Ukrainians are widely expected to give a resounding endorsement to the overthrow of their most recently elected leader by voting on Sunday for presidential candidates promising closer ties with the West.

But the absence of more than 15 percent of the electorate, in Russian-annexed Crimea and two eastern regions where fighting with pro-Moscow rebels continued on Saturday, may mar any result - and leave the Kremlin questioning the victor's legitimacy.

European election monitors largely pulled out of Donetsk region for their own safety, citing a campaign of "terror" by pro-Russian separatists against Ukrainian electoral officials.

Polls make a billionaire confectionery magnate known as the "chocolate king" an overwhelming favourite in a vote expected to show a high turnout.

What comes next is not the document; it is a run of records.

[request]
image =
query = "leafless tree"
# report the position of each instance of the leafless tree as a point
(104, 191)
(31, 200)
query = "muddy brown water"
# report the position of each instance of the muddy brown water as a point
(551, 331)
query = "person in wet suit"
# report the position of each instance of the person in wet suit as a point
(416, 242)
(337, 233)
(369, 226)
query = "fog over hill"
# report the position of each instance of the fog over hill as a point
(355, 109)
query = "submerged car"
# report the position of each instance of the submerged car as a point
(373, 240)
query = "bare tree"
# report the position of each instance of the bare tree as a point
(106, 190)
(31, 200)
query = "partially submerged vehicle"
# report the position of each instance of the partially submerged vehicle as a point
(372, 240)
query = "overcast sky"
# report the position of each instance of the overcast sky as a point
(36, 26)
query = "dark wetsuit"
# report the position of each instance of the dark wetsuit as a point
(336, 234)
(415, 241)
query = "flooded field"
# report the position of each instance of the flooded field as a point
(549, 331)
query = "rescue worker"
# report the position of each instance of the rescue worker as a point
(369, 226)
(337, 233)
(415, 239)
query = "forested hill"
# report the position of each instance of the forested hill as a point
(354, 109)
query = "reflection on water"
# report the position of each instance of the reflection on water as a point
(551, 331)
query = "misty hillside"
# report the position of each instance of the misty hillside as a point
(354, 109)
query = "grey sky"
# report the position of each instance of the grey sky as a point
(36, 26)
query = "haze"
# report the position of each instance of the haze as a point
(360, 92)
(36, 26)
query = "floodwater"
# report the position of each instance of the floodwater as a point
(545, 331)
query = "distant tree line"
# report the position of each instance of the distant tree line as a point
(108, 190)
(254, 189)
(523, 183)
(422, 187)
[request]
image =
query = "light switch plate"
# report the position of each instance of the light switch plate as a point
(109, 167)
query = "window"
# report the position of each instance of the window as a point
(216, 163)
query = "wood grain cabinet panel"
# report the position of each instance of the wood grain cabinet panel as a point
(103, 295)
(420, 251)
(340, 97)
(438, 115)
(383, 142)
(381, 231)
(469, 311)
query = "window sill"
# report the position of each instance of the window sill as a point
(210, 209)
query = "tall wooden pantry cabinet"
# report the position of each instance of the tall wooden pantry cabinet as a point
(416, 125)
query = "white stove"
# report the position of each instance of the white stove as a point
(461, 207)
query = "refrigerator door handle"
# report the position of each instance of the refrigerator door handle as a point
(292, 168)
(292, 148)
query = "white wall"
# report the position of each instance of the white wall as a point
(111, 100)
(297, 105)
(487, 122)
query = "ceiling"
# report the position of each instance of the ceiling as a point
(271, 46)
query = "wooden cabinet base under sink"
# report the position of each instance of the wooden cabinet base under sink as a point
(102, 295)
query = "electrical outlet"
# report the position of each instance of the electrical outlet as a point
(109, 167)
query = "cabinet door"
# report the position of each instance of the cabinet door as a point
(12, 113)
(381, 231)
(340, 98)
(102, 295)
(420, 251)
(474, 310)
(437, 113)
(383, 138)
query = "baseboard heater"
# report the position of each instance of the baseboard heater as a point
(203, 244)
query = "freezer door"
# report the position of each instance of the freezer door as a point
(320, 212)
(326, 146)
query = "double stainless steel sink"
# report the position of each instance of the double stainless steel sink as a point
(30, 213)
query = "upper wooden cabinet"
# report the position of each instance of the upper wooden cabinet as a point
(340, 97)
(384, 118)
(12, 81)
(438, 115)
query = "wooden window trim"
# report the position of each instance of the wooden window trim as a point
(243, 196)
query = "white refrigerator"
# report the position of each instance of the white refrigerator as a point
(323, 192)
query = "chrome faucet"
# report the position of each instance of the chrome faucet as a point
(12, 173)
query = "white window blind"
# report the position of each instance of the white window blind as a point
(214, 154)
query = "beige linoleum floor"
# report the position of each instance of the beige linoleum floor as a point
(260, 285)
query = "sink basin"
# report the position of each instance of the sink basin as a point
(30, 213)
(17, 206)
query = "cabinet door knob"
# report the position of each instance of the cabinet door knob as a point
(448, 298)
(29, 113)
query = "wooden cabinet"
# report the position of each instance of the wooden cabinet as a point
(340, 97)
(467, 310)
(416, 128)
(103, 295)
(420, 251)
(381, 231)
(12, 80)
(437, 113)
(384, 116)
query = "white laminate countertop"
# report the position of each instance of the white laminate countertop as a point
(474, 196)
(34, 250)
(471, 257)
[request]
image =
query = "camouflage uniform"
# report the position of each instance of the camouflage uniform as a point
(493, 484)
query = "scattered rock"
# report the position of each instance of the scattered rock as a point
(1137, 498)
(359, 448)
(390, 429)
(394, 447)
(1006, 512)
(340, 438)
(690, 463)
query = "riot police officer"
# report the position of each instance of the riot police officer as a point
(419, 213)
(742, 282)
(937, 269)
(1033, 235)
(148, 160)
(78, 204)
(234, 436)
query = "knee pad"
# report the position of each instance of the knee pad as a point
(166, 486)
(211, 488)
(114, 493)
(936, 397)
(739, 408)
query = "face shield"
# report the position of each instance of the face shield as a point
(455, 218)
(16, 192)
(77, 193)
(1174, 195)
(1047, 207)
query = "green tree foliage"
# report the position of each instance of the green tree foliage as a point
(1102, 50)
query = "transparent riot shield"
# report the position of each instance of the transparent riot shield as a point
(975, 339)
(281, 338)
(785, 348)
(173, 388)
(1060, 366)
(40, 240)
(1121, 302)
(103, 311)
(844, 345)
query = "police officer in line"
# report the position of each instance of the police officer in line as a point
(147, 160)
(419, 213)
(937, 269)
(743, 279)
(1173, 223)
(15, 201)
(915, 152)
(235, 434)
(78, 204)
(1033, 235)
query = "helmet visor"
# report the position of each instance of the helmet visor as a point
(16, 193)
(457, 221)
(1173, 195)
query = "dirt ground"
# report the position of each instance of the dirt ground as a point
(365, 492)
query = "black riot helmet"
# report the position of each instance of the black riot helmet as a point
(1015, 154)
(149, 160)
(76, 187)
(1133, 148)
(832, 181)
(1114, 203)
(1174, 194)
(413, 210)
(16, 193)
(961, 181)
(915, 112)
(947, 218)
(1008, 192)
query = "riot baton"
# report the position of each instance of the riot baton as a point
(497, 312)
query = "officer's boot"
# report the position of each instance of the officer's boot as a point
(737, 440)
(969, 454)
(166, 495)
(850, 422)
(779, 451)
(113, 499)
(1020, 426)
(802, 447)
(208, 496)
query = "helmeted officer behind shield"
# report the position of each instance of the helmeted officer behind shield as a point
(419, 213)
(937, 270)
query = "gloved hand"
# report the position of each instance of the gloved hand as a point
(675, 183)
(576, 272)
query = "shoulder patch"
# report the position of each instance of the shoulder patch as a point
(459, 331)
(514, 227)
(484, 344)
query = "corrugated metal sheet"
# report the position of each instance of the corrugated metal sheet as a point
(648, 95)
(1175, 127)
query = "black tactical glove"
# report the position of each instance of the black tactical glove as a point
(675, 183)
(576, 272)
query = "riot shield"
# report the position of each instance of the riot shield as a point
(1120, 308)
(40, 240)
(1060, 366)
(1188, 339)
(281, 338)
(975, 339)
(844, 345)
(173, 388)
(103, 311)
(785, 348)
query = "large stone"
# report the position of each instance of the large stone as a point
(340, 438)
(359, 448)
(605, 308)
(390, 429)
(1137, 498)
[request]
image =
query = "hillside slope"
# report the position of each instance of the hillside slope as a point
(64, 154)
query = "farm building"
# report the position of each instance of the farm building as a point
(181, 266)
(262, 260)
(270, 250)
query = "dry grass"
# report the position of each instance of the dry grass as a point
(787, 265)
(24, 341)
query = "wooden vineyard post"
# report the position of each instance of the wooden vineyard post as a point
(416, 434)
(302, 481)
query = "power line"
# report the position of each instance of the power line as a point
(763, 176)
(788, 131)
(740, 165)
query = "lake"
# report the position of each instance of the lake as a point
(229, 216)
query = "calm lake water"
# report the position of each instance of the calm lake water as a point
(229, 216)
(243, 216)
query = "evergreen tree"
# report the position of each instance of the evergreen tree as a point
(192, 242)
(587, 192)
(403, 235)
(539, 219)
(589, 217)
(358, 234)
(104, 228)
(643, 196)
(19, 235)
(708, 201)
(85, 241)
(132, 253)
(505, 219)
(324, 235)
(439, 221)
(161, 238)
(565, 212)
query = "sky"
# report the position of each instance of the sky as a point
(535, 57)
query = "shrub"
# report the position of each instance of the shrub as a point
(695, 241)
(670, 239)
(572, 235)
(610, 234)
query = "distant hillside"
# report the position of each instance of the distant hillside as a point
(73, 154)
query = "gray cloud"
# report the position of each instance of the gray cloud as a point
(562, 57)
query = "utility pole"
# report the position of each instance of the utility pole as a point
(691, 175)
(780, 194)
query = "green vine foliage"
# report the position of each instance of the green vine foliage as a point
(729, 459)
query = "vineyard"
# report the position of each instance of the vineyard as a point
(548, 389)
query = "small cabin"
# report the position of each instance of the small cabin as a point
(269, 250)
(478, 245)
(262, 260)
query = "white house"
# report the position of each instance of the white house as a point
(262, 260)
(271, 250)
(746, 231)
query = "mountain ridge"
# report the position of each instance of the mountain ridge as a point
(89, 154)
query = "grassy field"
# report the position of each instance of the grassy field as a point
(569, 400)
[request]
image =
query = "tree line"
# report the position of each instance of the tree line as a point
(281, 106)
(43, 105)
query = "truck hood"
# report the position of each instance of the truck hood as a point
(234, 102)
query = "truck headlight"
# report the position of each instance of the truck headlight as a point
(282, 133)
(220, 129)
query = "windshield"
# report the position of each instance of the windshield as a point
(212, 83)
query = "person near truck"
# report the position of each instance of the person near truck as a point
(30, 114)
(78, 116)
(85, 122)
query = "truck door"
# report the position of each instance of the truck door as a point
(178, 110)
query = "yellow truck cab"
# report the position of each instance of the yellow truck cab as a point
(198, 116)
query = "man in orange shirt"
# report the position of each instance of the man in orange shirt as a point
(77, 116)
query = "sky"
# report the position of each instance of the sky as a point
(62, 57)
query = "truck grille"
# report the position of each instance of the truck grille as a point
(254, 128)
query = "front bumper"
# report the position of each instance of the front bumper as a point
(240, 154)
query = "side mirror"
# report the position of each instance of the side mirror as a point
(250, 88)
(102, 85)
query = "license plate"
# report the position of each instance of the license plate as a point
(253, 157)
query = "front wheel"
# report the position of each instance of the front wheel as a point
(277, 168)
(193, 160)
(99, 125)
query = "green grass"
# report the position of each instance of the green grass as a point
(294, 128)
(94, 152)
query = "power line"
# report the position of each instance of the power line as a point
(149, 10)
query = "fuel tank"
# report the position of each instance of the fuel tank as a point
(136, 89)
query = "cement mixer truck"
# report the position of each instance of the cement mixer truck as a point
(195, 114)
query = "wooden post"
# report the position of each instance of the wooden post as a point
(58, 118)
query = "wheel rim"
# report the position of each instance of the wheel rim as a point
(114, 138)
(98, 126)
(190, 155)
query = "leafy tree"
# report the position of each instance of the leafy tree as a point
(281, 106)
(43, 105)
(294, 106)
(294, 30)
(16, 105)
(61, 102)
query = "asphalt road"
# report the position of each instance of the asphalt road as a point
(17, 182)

For many the biggest question is whether Petro Poroshenko, who has been a minister in the past, can take more than 50 percent to win outright in round one.

Poroshenko, 48, was a strong backer of the protests against Moscow-backed President Viktor Yanukovich last winter and has sought a quick victory by warning that new unrest might prevent a second voting round.

His closest, if distant, rival is former prime minister and wealthy former businesswoman Yulia Tymoshenko.

Officials say many polling stations in Ukraine's Russian-speaking regions will not open for fear of attack and only early on Sunday will they try to distribute ballot papers to those areas where voting may be possible.

Mortars launched

Voting will start at 8am local time (0500 GMT) and end 12 hours later. Exit polls at 8pm (1700 GMT) will indicate the result and an official outcome is due before international monitors deliver their verdict on the process on Monday afternoon.

Meanwhile on Saturday, Ukrainian troops launched mortars at the village of Semyonovka, near the pro-Russian separatist stronghold of Slovyansk, on Saturday afternoon setting a barn on fire, according to residents.

There was no official confirmation of Kiev involvement.

Ukrainian police and military units are locked in an operation against pro-Russian gunmen to clear them out of eastern Ukraine, an area the separatists say should be part of Russia.